De Palestijnse hackers, die afgelopen weekend al hostingbedrijf LeaseWeb te grazen hebben genomen, hebben hun tweede golf aan domeinkapingen gepleegd dankzij een wachtwoordreset. Dit is in ieder geval gebeurd bij antivirusleverancier Avira. Dat bedrijf zag - net als concurrent AVG, chatapp WhatsApp en pornosite RedTube - verkeer naar zijn domein ineens terechtkomen op een andere site.

Wegomleiding opzetten voor de hoofdingang

Middels inbraak op accounts voor DNS-records hebben de hackers deze verkeersomleiding ingesteld. Daarbij hebben zij het eigenlijke IP-adres (of -adressen) van hun slachtoffers vervangen door een eigen adres (of meerdere). Daar prijkt vervolgens de politieke boodschap van het KDMS Team over Palestina en het bericht dat iedereen valt te hacken.

LeaseWeb heeft Computerworld.nl uitgebreid vertelt over de hack en wat het vervolgens aan tegenmaatregelen heeft getroffen. Waardevolle lessen voor elk bedrijf met een web presence.


"Het lijkt erop dat ons account dat is gebruikt voor het beheer van DNS-records bij Network Solutions een vals verzoek voor een wachtwoordreset heeft ontvangen", blogt Avira. Die reset is vervolgens uitgevoerd door de provider. Gebruikmakend van de nieuwe inlogrechten (credentials) hebben de hackers het verkeer naar Avira.com omgeleid.

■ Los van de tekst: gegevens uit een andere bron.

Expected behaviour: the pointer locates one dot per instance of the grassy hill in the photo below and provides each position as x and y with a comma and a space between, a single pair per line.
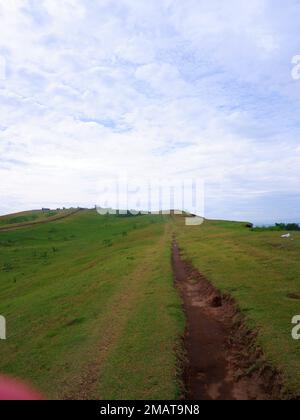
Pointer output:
92, 311
260, 269
90, 306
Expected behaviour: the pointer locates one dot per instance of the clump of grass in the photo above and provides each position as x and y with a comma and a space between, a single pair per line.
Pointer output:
7, 267
107, 242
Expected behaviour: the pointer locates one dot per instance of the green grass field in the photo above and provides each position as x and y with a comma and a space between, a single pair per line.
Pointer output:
260, 270
91, 308
12, 221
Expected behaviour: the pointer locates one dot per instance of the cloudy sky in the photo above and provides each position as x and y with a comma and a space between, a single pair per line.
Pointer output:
151, 88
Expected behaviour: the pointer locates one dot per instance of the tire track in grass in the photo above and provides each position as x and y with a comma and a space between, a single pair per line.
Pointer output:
86, 385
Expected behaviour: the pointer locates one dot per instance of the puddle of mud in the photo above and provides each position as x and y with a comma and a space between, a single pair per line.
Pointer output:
217, 351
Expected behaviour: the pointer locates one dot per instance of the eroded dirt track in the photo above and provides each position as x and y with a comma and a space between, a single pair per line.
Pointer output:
218, 361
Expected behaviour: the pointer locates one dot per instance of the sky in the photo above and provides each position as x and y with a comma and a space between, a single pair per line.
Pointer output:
91, 89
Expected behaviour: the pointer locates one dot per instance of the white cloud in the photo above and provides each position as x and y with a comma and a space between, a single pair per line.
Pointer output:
194, 87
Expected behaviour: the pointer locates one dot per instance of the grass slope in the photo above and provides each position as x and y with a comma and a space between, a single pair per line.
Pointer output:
260, 270
91, 308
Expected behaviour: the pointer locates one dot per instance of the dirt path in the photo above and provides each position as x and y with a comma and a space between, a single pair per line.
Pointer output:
218, 365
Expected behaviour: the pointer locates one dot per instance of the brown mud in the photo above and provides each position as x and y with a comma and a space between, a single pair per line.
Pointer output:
223, 361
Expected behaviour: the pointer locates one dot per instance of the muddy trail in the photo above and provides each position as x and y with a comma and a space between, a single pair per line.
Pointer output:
219, 364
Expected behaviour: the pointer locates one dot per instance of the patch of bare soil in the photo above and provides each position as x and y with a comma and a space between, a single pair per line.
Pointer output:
223, 360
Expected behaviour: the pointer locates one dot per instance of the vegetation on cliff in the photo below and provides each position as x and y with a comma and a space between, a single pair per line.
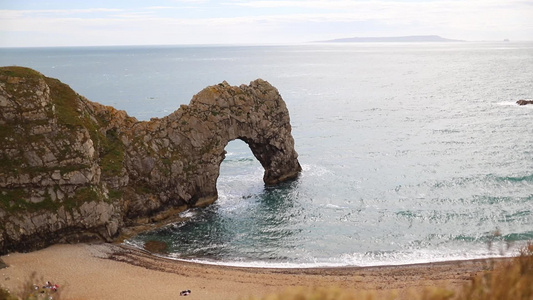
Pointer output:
72, 169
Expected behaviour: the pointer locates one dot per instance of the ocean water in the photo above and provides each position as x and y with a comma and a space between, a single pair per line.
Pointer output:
410, 152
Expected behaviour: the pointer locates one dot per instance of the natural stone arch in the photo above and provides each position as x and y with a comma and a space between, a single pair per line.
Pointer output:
190, 142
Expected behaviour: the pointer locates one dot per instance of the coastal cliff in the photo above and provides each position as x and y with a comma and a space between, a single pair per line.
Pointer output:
75, 170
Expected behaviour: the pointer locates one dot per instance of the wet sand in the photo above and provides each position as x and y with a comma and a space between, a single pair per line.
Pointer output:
108, 271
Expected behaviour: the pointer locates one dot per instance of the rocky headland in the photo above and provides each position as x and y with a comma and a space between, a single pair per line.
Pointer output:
74, 170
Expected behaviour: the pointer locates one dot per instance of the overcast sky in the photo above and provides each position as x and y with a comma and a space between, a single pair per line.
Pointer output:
137, 22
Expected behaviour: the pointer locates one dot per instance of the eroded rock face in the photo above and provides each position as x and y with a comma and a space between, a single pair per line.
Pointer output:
72, 169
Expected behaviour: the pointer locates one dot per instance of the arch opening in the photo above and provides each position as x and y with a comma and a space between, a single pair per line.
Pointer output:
240, 173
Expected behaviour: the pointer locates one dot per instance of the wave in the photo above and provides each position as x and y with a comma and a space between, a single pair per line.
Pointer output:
368, 259
513, 103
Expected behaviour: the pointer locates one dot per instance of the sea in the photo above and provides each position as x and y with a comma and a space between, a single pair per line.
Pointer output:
411, 152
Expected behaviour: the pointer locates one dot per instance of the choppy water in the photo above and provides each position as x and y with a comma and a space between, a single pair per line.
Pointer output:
410, 152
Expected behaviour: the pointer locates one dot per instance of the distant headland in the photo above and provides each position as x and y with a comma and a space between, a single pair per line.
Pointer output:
397, 39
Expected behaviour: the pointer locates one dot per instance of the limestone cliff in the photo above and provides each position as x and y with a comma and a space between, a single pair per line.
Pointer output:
72, 169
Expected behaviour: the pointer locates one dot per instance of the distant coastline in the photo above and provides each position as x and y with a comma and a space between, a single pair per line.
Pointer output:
398, 39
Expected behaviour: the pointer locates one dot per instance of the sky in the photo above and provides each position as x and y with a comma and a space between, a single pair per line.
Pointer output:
42, 23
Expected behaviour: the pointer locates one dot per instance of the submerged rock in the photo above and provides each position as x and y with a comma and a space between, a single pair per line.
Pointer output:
72, 169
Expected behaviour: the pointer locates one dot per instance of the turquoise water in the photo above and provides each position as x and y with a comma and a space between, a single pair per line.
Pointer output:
410, 152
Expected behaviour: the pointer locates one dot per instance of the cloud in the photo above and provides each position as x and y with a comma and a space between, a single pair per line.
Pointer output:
266, 21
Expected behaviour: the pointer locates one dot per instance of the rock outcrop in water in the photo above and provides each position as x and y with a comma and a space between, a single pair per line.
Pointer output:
74, 170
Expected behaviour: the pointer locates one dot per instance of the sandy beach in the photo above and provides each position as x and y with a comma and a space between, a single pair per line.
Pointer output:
108, 271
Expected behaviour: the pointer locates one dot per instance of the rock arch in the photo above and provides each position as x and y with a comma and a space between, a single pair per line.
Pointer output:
75, 170
189, 143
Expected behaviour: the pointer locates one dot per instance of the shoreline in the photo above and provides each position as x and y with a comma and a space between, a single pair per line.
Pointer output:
111, 271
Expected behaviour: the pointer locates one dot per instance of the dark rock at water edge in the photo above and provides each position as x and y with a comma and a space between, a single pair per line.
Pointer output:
75, 170
524, 102
156, 246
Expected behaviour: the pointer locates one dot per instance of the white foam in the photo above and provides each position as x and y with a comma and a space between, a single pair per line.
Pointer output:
358, 259
513, 103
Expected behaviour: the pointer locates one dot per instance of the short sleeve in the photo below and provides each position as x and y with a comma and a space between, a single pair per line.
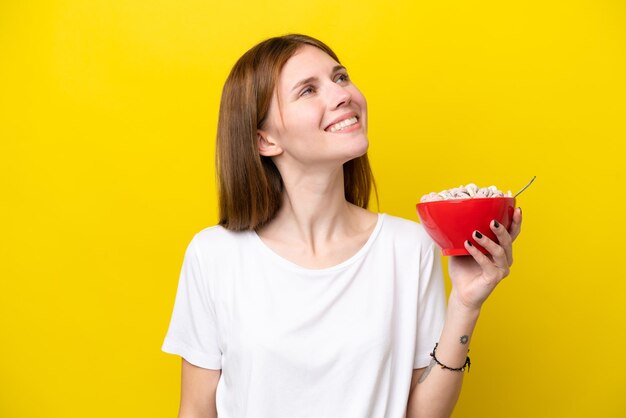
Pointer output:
431, 305
192, 331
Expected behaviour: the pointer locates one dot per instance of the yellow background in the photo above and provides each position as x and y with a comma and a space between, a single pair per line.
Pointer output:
108, 112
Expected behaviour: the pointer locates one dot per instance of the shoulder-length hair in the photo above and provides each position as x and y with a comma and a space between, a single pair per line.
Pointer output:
250, 185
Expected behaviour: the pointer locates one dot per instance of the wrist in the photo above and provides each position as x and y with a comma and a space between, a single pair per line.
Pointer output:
456, 306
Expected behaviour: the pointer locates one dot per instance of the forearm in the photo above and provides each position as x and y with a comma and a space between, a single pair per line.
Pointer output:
436, 392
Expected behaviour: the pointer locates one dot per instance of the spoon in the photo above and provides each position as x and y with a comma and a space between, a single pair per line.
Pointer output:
525, 187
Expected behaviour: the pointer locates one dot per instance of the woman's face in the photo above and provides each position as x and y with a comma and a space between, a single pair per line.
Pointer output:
317, 116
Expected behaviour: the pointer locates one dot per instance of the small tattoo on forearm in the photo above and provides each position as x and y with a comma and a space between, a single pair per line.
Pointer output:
427, 371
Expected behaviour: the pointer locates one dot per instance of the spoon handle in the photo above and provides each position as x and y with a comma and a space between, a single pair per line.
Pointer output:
525, 187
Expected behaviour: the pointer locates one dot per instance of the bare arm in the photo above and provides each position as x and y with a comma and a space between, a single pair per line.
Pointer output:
198, 387
434, 390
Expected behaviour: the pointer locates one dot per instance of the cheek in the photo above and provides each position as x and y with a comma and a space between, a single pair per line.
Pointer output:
359, 98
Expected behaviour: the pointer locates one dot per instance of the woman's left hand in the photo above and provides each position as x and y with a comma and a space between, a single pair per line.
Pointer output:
474, 278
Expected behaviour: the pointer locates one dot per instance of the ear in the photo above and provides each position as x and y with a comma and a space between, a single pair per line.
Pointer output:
267, 146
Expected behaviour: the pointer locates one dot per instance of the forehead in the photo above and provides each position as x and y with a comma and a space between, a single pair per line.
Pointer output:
308, 61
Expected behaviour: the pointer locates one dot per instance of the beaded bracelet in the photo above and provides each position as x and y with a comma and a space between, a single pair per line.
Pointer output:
443, 366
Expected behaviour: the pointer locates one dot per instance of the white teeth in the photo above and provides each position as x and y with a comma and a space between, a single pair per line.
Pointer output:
343, 124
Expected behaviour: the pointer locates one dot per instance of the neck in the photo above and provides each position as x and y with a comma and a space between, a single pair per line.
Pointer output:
314, 209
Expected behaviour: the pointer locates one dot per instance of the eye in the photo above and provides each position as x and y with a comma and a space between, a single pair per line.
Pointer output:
307, 91
342, 78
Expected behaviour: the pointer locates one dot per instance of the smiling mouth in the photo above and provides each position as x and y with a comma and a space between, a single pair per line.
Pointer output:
343, 124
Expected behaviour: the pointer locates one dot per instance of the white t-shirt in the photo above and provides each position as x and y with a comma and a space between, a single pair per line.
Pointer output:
294, 342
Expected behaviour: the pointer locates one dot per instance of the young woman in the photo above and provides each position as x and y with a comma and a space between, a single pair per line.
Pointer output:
301, 302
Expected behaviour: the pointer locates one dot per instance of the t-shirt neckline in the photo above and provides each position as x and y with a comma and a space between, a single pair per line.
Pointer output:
291, 265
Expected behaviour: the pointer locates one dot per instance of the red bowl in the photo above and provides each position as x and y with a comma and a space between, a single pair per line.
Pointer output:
451, 222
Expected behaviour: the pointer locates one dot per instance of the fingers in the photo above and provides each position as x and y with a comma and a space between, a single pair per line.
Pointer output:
516, 225
490, 272
497, 267
505, 240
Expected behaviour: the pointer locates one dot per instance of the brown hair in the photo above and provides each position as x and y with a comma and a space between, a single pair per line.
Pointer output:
250, 185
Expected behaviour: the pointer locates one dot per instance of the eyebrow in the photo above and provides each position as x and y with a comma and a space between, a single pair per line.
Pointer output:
311, 79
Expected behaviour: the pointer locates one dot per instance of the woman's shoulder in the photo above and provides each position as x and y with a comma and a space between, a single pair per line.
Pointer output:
407, 231
217, 239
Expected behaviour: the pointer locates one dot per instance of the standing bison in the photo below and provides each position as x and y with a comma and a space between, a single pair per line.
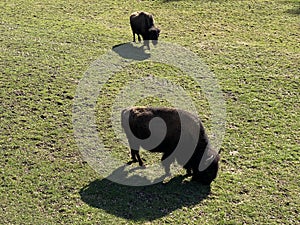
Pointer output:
178, 134
142, 23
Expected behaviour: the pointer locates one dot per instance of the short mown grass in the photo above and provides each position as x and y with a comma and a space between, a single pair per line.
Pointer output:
251, 46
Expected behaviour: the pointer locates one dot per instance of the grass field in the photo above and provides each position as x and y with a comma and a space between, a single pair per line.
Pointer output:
251, 46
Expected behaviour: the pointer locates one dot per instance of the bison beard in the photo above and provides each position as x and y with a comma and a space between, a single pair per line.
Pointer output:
135, 122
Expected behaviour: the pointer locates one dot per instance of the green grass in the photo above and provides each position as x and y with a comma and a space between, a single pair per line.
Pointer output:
251, 46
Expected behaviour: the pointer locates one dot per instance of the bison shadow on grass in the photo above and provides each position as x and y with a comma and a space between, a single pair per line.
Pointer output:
131, 51
143, 203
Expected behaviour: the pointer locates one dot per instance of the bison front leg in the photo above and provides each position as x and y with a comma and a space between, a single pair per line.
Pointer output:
135, 156
166, 162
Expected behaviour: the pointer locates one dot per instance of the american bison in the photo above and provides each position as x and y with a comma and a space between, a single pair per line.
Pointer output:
142, 23
181, 137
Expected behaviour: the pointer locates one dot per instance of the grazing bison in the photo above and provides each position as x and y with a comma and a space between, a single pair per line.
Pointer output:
181, 137
142, 23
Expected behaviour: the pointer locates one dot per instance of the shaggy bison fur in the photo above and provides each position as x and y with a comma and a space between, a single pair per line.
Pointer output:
182, 138
142, 23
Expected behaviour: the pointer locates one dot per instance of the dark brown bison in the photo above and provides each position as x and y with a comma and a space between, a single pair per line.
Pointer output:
142, 23
178, 134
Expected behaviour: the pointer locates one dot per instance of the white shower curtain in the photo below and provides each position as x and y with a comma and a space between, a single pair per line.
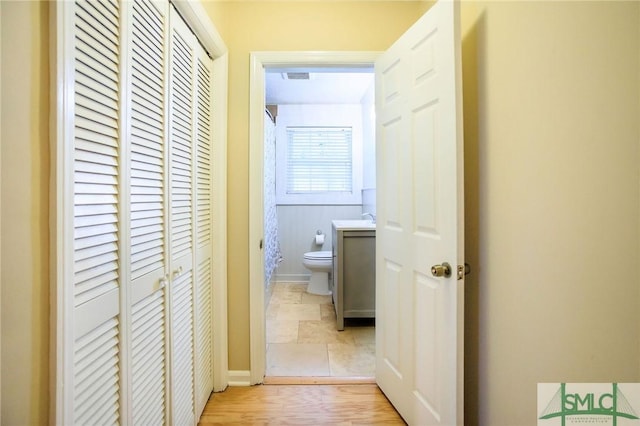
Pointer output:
272, 255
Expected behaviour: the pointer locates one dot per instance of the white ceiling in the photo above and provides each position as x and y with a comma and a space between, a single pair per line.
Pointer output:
325, 87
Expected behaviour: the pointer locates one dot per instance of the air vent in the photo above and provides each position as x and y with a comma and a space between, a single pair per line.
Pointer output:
296, 76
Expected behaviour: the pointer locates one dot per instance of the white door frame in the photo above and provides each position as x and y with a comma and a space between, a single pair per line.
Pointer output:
260, 61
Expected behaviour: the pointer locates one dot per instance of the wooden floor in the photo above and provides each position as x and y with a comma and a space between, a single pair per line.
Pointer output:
353, 404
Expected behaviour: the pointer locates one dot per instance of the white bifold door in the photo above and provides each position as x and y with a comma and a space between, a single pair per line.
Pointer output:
419, 236
133, 288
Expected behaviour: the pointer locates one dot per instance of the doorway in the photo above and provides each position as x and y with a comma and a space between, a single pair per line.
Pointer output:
321, 169
261, 63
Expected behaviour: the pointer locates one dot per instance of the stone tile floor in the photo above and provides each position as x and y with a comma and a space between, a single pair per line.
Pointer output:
302, 339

DNS-account direct of mailaccount voor DNS-inlog

Een website kan nog zo goed beveiligd zijn, dat kan niet op tegen vervalsing van internetadresboek DNS. En toegang daartoe ligt elders, bij derden. Wat afgelopen zomer op harde wijze is ontdekt door grote namen als Twitter en The New York Times, maar ook webwinkel Conrad.nl en het Nederlands Dagblad. Lees ook: Hoe adresboekvervalsing je veilige site pwned

Het is nog niet duidelijk of de reset is uitgevoerd voor Avira's DNS-account bij registrar Network Solutions zelf of dat het daarvoor gebruikte mailaccount is gecompromitteerd. In het eerste geval is de domeinregistrar het zwakke punt geweest, in het tweede geval de mailbeheerder die Avira gebruikt of zelf heeft. Webwereld heeft vragen hierover uitgezet. Avira stelt in de blogpost nog gerust dat zijn interne netwerk niet is gecompromitteerd en dat de updateservers voor zijn securitysoftware ook veilig zijn gebleven. "Die servers zijn niet geregistreerd bij Network Solutions."